Ed Oxenbould

  • The Exchange (2021)

    (On Cable TV, March 2022) If I go soft on The Exchange despite its limitations, keep in mind that some of the film was filmed a few tens of kilometres from here, in Nepean, south Ottawa and other areas in Eastern Ontario. Not that it’s much to boast about in a film that begins with the 1980s protagonist bemoaning having to live in the middle of nowhere, struggling badly with the Canadian winter and his lack of friends in a town that doesn’t know what to do with his pretentious intellectualism. (Wait, is this inspired by my true story?)  He thinks he’s about to make things better for himself by volunteering to host a French exchange student, but instead of getting a highly cultured Godard character, he gets an Arab-ethnic oversexed extrovert from the Parisian suburbs.
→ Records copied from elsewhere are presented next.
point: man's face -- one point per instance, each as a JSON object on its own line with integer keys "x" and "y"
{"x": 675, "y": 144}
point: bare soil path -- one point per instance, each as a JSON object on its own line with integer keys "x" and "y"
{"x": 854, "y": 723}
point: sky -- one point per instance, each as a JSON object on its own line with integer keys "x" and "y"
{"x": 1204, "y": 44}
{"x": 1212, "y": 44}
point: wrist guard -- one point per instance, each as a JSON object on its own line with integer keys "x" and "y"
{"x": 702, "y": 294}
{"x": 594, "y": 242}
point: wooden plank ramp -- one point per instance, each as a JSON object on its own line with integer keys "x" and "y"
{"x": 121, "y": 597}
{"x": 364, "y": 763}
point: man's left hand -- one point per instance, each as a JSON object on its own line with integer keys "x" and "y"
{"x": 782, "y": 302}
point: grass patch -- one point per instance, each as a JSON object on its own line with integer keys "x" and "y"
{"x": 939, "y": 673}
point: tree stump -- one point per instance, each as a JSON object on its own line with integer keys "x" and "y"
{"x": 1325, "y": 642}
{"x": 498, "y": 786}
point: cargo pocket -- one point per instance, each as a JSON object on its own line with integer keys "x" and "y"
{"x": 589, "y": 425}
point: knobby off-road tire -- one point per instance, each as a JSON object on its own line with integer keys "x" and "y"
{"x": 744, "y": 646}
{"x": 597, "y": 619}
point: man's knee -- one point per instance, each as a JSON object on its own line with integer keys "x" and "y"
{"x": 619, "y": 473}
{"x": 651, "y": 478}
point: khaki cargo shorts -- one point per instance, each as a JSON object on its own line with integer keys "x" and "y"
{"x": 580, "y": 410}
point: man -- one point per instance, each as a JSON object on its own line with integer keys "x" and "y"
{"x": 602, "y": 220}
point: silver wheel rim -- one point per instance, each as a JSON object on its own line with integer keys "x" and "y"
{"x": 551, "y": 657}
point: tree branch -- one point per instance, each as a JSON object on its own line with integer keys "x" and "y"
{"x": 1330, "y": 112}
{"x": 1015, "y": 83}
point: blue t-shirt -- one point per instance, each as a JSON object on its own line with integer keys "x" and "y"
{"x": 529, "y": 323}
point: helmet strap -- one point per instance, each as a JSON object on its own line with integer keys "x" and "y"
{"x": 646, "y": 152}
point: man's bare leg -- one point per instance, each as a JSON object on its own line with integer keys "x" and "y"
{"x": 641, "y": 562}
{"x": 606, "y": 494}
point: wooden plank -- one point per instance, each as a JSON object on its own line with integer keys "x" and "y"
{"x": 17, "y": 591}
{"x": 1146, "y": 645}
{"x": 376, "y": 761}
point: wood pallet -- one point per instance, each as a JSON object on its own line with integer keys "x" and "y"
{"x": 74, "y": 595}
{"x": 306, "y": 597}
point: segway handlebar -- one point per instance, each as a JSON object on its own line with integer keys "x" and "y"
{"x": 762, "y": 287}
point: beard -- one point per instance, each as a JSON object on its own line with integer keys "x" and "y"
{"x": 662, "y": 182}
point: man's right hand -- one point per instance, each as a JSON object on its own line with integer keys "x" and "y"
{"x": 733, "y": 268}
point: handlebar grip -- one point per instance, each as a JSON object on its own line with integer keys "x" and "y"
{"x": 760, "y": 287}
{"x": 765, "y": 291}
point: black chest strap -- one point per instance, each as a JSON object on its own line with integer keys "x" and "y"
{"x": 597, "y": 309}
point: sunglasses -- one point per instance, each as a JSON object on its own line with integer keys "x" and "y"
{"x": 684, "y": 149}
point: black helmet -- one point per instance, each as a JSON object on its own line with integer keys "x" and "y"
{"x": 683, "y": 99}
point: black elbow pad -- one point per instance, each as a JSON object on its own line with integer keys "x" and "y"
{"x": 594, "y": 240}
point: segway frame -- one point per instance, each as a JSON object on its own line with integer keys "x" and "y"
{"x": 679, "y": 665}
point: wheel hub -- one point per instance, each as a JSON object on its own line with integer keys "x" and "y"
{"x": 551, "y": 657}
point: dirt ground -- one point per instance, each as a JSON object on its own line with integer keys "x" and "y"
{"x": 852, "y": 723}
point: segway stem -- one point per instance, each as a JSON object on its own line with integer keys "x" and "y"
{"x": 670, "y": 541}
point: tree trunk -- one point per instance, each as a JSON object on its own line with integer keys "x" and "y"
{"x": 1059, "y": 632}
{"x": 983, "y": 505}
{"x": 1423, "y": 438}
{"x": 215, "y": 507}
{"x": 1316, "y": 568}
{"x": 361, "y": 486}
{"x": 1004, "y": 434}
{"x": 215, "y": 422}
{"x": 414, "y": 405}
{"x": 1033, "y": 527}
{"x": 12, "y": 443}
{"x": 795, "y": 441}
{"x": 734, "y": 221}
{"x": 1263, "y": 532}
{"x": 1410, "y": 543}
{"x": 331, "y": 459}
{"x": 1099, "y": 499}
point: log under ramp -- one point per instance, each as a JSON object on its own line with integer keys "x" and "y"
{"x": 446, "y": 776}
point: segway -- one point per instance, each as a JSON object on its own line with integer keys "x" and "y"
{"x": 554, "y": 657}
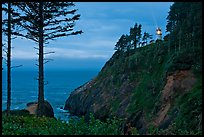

The clash of sensibility is what drives much of this straightforward Canadian comedy: the small-town, smart-protagonist tropes are all quite familiar, and the film’s extra helping of humiliation comedy reinforces the impression of having seen much of it elsewhere. But it still has a few quirks—Avan Jogia is quite good as the Frenchman upsetting an entire village, Jayli Wolf is very cute as the romantic interest and Ed Oxenbould gradually becomes more sympathetic as the nerdy protagonist. The limits of the film’s budget become increasingly obvious as the film approaches its larger-scale climax and the contrivances of the script do it no favours, but The Exchange still goes out on a relatively high note, making sure that no one is too disappointed by the result. Francophones will get a few more jokes that aren’t translated.